Single Character Replacement
Single character replacement is executed by using a question mark (?) in the place of an unspecified character in a search term. This type of search is most useful when the spelling of a word varies or is often misspelled. For example:
NF?B
The term NFκB can appear in multiple variations, with the proper Greek letter kappa or with a lower or uppercase “k” used in place of the letter kappa. Using a single character replacement search will return records that contain NFκB, records that contain NFkB, and records that contain NFKB. It should be noted that while this syntactic approach is likely to return more results about NFκB, it will also return records that contain other characters occupying the wildcard spot, such as NFIB.

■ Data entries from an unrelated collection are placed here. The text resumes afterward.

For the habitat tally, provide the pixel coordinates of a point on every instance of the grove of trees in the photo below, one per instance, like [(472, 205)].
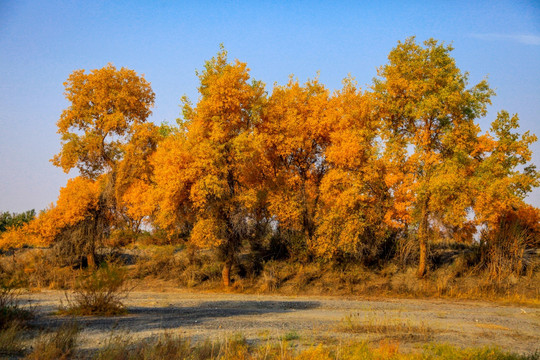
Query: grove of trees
[(344, 175)]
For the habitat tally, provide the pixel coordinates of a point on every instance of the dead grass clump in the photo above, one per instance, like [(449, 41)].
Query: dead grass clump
[(99, 293), (60, 345), (37, 269), (388, 327), (11, 335)]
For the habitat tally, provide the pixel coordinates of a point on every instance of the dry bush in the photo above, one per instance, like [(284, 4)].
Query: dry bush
[(388, 327), (158, 259), (59, 345), (11, 335), (100, 292), (504, 249), (37, 269)]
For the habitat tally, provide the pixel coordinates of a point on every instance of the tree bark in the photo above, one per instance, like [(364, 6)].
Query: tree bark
[(423, 232), (91, 260), (226, 274)]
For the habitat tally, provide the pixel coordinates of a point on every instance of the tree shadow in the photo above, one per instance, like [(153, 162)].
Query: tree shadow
[(208, 315)]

Multiple Character Replacement
Multiple character replacement is executed by using an asterisk (*) in the place of zero, one, or multiple characters in a search term. To continue our example from above, multiple character replacements can be used to account for several unspecified characters. For example:
NF*B
The above example will return results where the Greek letter kappa is spelled out, e.g., NFkappaB, as well as NFκB, NFkB, and NFKB.
Oftentimes, you will want to use the wildcard for the same prefixes of a term to capture all of the variations of that word, without having to type in every variation. For example:
treat*
The above example would return treat, treated, treatment, treating, treatable, along with any other word beginning with treat.
Rules for using Wildcards
- A multiple character wildcard replacement (*) query allows the query to substitute any number of characters in its place, including no characters.
- A single character wildcard (?) query matches terms differing by one character but cannot match an empty character, hyphens, or whitespace.
- Wildcards can be used in the beginning, middle, or end of a single term but cannot be used in a quoted phrase. Multiple single terms can be queried with wildcards, but wildcards do not work within the confines of quotation marks.
- Terms containing dashes will also not work with wildcards. Dashes are converted to spaces by the search engine. iSearch Analytics implicitly quotes these terms to keep the terms together, improving search experience.
- When using a wildcard at the beginning of a term, it is normal to see the results return a bit more slowly. This is due to the fact that the search engine has to search every term within the corpus to find all the terms that match the criteria. A search for “g*” will take longer than a query for “ge*” as the subset of terms that begin with “ge” is much smaller than the subset of terms beginning with “g.”
Lastly, wildcards are a powerful query syntax tool; however, they may return more results at the expense of precision. Wildcards, by nature, are intended to search the corpus for every instance of your search term, regardless of its relation to your search topic. For example, transplan* would return "transplant," "transplanted," "transplantation," etc. Searching trans* would return these examples as well as "transfer," "transport," "transient," etc. This issue could be reduced by adding other terms or filters to your search to reduce the likelihood of false positives.
You can also use wildcard searches to query the content of fields. For example, searching abstract:* will return all applications that contain text in the abstract. Adding a NOT or "–" (-abstract:*) will return documents with blank abstracts.
As with all searches, regardless of the technique used, always review the results for accuracy before continuing your analysis.